Okay, maybe that position isn't all that respectable, ethics-wise, but it's probably more respectable than my willingness to be stubborn when I had nothing serious to lose: I was naïve enough to be confident I was going to get promoted because I deserved it, even if I disrupted some pet project workshop project of some administrator showing, "Hey, I read a book!" (for a complementary theory of management from Dan Prickett).
Cheating a good deal and applying common sense and real-world experience to the world of the Prisoner's Dilemma Game — I wasn't going to trust the in-Game authorities, ca. 1980 and certainly wouldn't trust them now, not when a lawyer friend has pointed out that real-world cops and prosecutors feel free to lie to suspects.
And ca. 1980 I certainly wouldn't have trusted the social psychologists who put together such games. This was before strong rules on "The Ethical Treatment of Subjects," and lying by experimenting psychologists et al. was accepted and habitual.
So I was something of an outlier, as we say nowadays, for "The Prisoner's Dilemma" of three decades and more ago, and I wish I'd pushed the point then and more forcefully since then.
Stoicism and Cynicism are pretty sterile in themselves, but there is much to be said for "inner-direction," or pure cussedness, as part of one's repertoire, and there's much to be said, in outrageous situations — especially when they're just part of a game — for maintaining integrity.
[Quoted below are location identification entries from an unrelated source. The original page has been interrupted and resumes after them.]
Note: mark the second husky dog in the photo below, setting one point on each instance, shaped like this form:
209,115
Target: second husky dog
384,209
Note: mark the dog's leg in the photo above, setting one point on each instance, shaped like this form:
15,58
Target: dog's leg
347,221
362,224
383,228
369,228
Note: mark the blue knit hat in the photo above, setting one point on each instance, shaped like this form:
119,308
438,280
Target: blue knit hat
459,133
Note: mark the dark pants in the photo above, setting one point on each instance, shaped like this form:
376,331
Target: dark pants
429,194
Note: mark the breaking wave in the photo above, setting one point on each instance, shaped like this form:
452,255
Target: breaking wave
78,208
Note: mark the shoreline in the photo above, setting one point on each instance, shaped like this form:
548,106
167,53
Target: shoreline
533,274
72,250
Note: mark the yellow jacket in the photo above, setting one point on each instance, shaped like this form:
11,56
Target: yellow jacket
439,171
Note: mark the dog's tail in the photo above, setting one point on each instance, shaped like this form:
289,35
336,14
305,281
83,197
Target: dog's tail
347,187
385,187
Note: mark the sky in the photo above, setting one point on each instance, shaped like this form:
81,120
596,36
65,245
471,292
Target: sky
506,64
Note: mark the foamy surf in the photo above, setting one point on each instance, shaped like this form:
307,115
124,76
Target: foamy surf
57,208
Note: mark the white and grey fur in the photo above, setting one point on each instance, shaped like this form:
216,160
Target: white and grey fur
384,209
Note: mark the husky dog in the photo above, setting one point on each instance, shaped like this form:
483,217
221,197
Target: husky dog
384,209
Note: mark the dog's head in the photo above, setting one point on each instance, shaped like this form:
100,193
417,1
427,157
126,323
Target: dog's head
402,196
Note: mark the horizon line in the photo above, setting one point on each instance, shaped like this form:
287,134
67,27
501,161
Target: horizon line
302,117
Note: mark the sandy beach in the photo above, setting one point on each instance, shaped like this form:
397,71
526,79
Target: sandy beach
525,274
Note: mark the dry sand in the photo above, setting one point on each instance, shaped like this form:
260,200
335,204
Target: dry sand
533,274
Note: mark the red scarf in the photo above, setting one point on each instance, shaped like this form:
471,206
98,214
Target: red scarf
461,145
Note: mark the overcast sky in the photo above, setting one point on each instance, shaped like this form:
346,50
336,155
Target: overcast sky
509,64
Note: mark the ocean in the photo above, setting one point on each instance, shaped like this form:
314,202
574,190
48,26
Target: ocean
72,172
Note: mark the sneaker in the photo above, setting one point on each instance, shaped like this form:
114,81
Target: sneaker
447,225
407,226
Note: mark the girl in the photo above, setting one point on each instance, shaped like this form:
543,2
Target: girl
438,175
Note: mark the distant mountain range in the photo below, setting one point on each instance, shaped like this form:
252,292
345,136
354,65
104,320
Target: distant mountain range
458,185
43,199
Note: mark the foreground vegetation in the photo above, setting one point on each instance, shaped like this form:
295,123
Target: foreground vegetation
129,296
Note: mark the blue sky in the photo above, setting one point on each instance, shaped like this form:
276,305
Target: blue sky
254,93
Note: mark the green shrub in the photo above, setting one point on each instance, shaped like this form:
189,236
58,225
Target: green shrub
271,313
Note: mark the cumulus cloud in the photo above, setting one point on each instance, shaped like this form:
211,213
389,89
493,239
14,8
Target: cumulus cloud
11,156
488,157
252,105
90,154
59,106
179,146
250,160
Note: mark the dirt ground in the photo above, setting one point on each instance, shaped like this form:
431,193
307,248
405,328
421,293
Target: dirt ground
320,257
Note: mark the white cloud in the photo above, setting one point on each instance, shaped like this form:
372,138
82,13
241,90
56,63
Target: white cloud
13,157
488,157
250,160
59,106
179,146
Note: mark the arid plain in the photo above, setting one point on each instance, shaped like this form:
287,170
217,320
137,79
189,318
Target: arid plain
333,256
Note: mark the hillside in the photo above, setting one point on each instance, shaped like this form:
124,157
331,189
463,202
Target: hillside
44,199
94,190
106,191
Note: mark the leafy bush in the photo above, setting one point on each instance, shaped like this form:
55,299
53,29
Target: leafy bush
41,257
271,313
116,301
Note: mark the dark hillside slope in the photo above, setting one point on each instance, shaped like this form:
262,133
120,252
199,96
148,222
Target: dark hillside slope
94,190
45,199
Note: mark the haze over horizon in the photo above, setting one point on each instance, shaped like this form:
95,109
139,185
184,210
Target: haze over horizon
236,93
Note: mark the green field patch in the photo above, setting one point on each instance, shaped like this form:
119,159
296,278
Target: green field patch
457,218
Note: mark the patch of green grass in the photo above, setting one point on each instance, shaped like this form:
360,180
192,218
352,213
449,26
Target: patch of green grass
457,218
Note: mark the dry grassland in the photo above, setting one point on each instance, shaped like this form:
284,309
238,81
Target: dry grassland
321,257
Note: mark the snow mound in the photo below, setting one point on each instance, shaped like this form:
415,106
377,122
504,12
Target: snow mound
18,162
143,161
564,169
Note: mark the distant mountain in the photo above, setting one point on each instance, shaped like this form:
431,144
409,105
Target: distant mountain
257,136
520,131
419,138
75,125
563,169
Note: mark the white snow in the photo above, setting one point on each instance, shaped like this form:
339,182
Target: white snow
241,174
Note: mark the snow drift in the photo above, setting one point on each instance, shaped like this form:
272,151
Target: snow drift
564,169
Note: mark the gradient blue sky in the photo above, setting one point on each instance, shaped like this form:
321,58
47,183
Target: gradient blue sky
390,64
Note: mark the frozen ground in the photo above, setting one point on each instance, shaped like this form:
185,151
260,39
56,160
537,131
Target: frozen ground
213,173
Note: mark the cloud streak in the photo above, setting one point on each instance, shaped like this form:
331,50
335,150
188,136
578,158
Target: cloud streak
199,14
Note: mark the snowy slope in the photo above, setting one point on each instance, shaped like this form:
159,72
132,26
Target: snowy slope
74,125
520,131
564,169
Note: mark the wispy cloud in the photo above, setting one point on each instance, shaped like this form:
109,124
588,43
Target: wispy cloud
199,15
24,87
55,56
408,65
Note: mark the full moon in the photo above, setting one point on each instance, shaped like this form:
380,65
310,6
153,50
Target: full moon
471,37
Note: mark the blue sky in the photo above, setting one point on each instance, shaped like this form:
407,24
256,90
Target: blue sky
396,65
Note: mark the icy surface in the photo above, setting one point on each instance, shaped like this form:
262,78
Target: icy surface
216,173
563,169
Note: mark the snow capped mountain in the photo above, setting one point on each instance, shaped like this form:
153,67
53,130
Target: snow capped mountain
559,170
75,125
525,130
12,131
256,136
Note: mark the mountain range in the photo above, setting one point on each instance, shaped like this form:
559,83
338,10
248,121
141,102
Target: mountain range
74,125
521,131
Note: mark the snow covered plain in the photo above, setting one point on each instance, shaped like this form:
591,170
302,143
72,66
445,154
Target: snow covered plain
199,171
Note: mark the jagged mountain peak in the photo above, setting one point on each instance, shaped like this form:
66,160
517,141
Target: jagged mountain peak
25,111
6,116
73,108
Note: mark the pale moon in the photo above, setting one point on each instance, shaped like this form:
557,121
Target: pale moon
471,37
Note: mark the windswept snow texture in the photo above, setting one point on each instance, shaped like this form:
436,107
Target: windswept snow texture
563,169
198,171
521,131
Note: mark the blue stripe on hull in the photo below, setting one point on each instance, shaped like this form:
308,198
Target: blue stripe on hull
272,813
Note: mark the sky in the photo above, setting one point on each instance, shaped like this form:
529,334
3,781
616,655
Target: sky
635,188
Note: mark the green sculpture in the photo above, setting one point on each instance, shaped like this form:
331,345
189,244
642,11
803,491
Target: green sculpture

Along with Hamlet himself, Shakespeare' Polonius is a good example of a man of much schooling who doesn't think all that well. "[T]o thine own self be true, / And it must follow […] / Thou canst not then be false to any man" is a glaring non sequitur: If you're truly a scoundrel being true to yourself requires being false to all sorts of people. Still, the deeper joke both in the play itself and more generally is that old fart Polonius is correct: "This above all: to thine own self be true" is good advice to his son Laertes and usually good advice, period.
Job standing up to a God grown vicious toward him affirms, "Till I die I will not put away my integrity from me." The rest of us wimps can at least pretend to integrity in a game — or realize that central to real-world freedom is occasionally breaking out of the mandated games and setting up new rules.